El paralelismo histórico: de Ortega a Orbán

En 1979, la revolución sandinista derrocó la dictadura de los Somoza en Nicaragua. El líder guerrillero Daniel Ortega, inspirado en el modelo cubano, se convirtió en un ídolo para la izquierda estadounidense, que viajó masivamente al país para apoyar su proyecto socialista. Más de 2.500 estadounidenses participaron en misiones de apoyo en 1983, según el Christian Science Monitor. Aunque la guerra fría impulsó la financiación de los Contras por parte de EE.UU., la admiración por Ortega persistió.

Hoy, la derecha estadounidense repite un patrón similar con Viktor Orbán.

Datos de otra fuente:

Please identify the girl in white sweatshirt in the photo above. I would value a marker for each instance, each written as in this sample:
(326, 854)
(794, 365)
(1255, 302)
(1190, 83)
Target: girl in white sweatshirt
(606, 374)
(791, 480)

Su gobierno de 16 años, autodenominado 'iliberal', fue presentado como un modelo de conservadurismo frente a una Europa 'decadente'. Sin embargo, tras su derrota electoral, el movimiento conservador enfrenta un vacío ideológico.

Orbán, el ídolo que se desvanece

Orbán, descrito como un burócrata soviético más que como un revolucionario, encarnaba para la derecha estadounidense la promesa de un gobierno tradicionalista y anti-globalista. Su alianza con Vladimir Putin, su cercanía a regímenes autoritarios como China o Irán, y su control sobre los medios y el poder judicial fueron ignorados o justificados por sus admiradores.

El senador republicano Mitch McConnell criticó en Fox News esta fascinación:

"La Hungría de Orbán ha sido presentada como un oasis de tradicionalismo en una Europa liberal y decadente, pero es un mito. Es el caso perdido de la Unión Europea: sin crecimiento económico, con libertades menguantes y una corrupción a escala industrial".

McConnell advirtió sobre el peligro de normalizar el autoritarismo: "Aunque algunos acepten el empaquetamiento ilíberal, el capitalismo de amiguetes o la restricción de la libertad de expresión a cambio de su utopía social, deberían cuestionarse su admiración por dictadores".

La reacción de la derecha estadounidense

La derrota de Orbán ha generado divisiones en el movimiento conservador. Mientras algunos, como el presidente de la Heritage Foundation, Kevin Roberts, minimizaron las críticas tachándolas de proeuropeístas, otros reconocen el error de haber idealizado su modelo.

El nuevo primer ministro húngaro, Péter Magyar, ha acusado a Orbán de desviar fondos públicos para financiar eventos como el CPAC (Conferencia de Acción Política Conservadora) en EE.UU. Magyar prometió cortar este flujo de dinero estatal, según Politico.

¿Qué sigue para la derecha estadounidense?

La pregunta ahora es: ¿quién reemplazará a Orbán como referente? Algunos nombres suenan con fuerza:

  • Donald Trump: Su retórica antiestablishment y su alianza con figuras autoritarias lo convierten en un posible candidato.
  • Ron DeSantis: Gobernador de Florida, defiende un conservadurismo basado en la identidad nacional y la lucha contra la 'woke culture'.
  • Jair Bolsonaro: Expresidente de Brasil, admirador de Orbán, representa una alternativa más radical.

Sin embargo, la derrota de Orbán deja claro que el modelo ilíberal tiene límites. La derecha estadounidense deberá decidir si prioriza el pragmatismo o sigue abrazando el autoritarismo como vía para imponer su agenda.